Al-Shabaab Attacks Increase in Kenya’s Lamu County
An unspecified number of Kenya Defence Forces (KDF) Soldiers were killed and injured during a suspected al-Shabaab attack in Lamu County’s Boni Forest on September 10.
The Soldiers were patrolling along Milimani-Baure Road when their vehicle ran over an improvised explosive device (IED), Kenya Ministry of Defence Spokesman Brig. Zipporah Kioko said in a report by Kenyan newspaper The Daily Nation. Hours before the attack, a contractor suffered head and spine injuries when his vehicle ran over an IED al-Shabaab was suspected of planting nearby.
IEDs, such as roadside bombs, have become al-Shabaab’s preferred weapon. They killed 20 KDF Soldiers and civilians between June 13 and 25 alone, according to the Armed Conflict Location and Event Data Project (ACLED).
The Kenyan government has conducted antiterrorism operations in the Boni Forest since 2015. The aim is to stabilize Lamu County, parts of Garissa County to the north, the Tana River, which runs through Garissa, and Kilifi County to the southwest. All of these areas are near the border with Somalia.
Top KDF officers visited troops in Boni Forest on September 14 to assess their preparedness, welfare and morale. KDF Brig. David Chesire lauded the troops’ commitment to ridding the country of al-Shabaab.
“I urge you to continue the same spirit and dedication throughout your tour of duty,” Chesire said in a report by Kenyan newspaper The Star. “The operation has achieved remarkable success, and I cannot thank you enough for that.”
Chesire implored the troops to continue embracing the multiagency approach the country has taken to tackle terrorism.
Despite the mid-September attacks, Kenyan forces, including the National Police Service, Kenya Wildlife Services and Kenya Forest Service, have made gains against al-Shabaab.
On September 12, the KDF destroyed a suspected al-Shabaab IED base in Garissa County and killed at least four al-Shabaab fighters in a dusk raid, according to Somali news website Garowe Online. Garissa County borders Lamu County and Somalia.
In July, Kenyan Special Forces killed at least 23 al-Shabaab fighters in northeastern Mandera County, also on the Somalia border.

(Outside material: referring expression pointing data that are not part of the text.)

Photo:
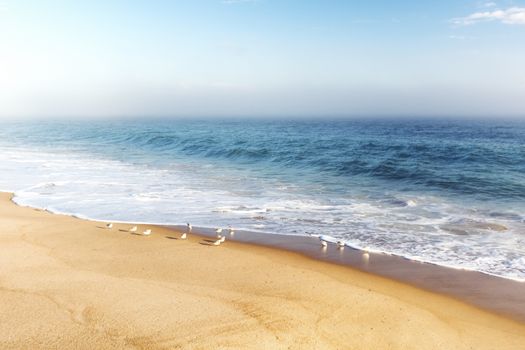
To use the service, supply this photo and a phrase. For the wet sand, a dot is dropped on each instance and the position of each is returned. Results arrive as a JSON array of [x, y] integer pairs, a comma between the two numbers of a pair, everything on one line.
[[499, 295], [71, 283]]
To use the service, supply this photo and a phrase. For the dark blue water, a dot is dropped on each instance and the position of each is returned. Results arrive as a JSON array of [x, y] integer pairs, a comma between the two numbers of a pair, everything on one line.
[[450, 192]]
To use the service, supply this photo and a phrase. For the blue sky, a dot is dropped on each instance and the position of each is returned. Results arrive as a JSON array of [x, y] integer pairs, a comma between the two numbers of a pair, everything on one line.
[[262, 57]]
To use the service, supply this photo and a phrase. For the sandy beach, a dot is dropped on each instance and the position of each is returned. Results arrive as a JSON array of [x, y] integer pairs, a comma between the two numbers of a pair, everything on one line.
[[68, 283]]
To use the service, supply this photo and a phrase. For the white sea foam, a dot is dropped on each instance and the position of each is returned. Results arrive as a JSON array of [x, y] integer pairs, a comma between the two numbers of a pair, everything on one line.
[[423, 228]]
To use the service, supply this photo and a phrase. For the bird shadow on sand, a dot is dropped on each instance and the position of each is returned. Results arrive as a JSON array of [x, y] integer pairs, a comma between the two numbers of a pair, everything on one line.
[[207, 242]]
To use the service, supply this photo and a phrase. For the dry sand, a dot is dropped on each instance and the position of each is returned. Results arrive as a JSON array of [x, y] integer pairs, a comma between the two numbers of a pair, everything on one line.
[[67, 283]]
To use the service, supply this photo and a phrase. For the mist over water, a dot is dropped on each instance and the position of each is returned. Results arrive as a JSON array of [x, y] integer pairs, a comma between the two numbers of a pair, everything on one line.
[[446, 192]]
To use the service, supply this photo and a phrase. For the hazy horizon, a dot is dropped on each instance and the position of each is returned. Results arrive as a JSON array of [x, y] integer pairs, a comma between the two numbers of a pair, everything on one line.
[[262, 58]]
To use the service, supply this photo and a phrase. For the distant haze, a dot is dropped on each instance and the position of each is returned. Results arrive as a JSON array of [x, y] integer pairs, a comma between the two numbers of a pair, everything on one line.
[[262, 58]]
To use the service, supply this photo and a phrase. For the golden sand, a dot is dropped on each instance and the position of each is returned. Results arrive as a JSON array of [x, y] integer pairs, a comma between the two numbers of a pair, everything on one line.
[[67, 283]]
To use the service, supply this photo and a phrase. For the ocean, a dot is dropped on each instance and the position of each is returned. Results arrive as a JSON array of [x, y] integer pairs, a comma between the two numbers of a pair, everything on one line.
[[444, 192]]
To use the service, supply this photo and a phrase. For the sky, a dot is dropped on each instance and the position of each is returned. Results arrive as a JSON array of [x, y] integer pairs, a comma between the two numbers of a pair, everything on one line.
[[63, 58]]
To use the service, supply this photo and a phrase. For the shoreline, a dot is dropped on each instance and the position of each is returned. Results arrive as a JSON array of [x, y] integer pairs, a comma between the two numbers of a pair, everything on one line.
[[67, 282], [496, 294], [500, 295]]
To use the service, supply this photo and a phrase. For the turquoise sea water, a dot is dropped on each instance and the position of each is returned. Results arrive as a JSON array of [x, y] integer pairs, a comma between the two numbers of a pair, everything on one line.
[[445, 192]]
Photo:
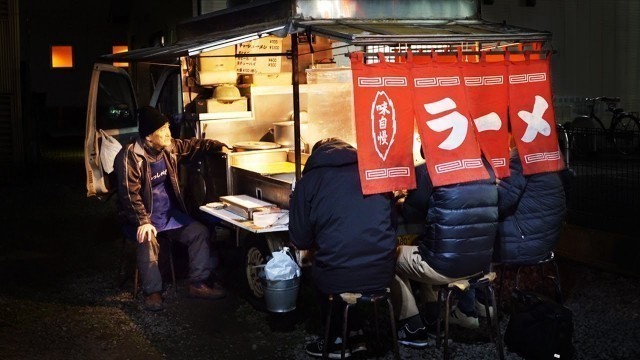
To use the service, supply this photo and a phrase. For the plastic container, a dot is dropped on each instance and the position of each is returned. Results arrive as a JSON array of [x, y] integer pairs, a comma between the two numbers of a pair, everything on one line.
[[281, 295]]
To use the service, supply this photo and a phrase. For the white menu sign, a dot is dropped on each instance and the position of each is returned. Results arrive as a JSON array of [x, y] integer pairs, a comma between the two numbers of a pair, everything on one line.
[[259, 64]]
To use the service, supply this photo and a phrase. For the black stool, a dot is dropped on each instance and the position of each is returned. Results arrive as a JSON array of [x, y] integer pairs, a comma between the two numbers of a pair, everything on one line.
[[555, 278], [352, 299], [478, 281], [136, 275]]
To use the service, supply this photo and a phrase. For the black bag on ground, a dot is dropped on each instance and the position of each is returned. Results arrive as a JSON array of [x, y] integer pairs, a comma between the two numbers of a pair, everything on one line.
[[539, 328]]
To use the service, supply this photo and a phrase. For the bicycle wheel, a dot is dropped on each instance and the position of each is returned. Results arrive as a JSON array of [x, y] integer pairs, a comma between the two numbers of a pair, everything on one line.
[[626, 135]]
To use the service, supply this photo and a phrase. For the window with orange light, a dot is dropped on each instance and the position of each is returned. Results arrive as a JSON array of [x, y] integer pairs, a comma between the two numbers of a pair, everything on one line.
[[62, 56], [118, 49]]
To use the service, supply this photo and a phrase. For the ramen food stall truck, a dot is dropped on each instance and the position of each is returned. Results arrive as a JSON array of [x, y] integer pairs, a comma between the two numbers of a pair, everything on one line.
[[270, 78]]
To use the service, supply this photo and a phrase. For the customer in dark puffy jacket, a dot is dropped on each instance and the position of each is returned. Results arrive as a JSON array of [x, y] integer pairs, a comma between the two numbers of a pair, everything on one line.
[[460, 229], [532, 210], [352, 234]]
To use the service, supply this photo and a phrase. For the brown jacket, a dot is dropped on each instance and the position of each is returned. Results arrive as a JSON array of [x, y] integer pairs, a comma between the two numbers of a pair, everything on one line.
[[134, 175]]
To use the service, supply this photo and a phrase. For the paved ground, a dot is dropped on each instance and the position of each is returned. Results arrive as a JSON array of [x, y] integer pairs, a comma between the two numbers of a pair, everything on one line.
[[58, 258]]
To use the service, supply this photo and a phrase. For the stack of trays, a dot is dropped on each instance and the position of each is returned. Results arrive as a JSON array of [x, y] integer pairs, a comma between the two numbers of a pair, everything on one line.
[[244, 205]]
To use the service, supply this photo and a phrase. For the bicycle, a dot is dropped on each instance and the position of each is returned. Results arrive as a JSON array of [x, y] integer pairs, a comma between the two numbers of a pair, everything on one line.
[[623, 131]]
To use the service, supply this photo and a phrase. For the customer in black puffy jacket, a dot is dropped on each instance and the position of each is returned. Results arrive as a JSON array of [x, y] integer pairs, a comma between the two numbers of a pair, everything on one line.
[[461, 222], [532, 210], [353, 235]]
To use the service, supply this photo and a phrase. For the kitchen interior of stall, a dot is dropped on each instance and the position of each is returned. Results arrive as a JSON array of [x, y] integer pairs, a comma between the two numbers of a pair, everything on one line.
[[238, 99]]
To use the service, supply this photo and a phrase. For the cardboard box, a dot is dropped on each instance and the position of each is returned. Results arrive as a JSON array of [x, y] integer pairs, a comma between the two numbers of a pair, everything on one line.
[[283, 78], [214, 106]]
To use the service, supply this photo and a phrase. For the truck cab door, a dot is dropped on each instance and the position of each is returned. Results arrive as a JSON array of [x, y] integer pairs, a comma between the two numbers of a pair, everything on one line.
[[111, 112]]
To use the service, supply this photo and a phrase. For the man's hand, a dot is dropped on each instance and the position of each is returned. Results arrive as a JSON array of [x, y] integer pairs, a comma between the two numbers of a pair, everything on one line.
[[145, 232]]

“We are going to upscale our partnership between the security agencies and the local communities to ensure that we flush out this enemy, the way our neighbors in Somalia have collaborated between the security agencies and the local communities,” Kenya’s Interior Cabinet Minister Kithure Kindiki told VOA.
In Somalia, clan militias locally known as “Ma’awisley,” have helped security forces reclaim significant swaths of territory from al-Shabaab. These gains have forced al-Shabaab into Kenya, where it has created new terror hot spots inareas bordering Somalia.
Al-Shabaab-linked violence in Kenya has soared since mid-April.
According to ACLED, more than 90 “political violence” events were recorded in the Kenya-Somalia border region between June and early August, including a “marked surge” in attacks targeting civilians and security forces in Lamu County.
Increasing attacks in Lamu County worry residents such as Ali Abdallah.
“It’s very confusing that every corner of this county is having security patrols, operations and restrictions, yet attacks are conducted routinely,” Abdallah told The Daily Nation. “The frequency and audacity with which these attacks are occurring lately is raising eyebrows.”
The Lamu County attacks also prompted a multiagency security meeting attended by Lamu officials, police and military officials.
“We’ve discussed in length the increased security incidents contributed by al-Shabaab in this place,” a security insider who attended the meeting told The Daily Nation. “We’re confident this al-Shabaab thing will end in our country. We’re coming up with new tactics since the enemy’s mode of operation seems to evolve with each passing day.”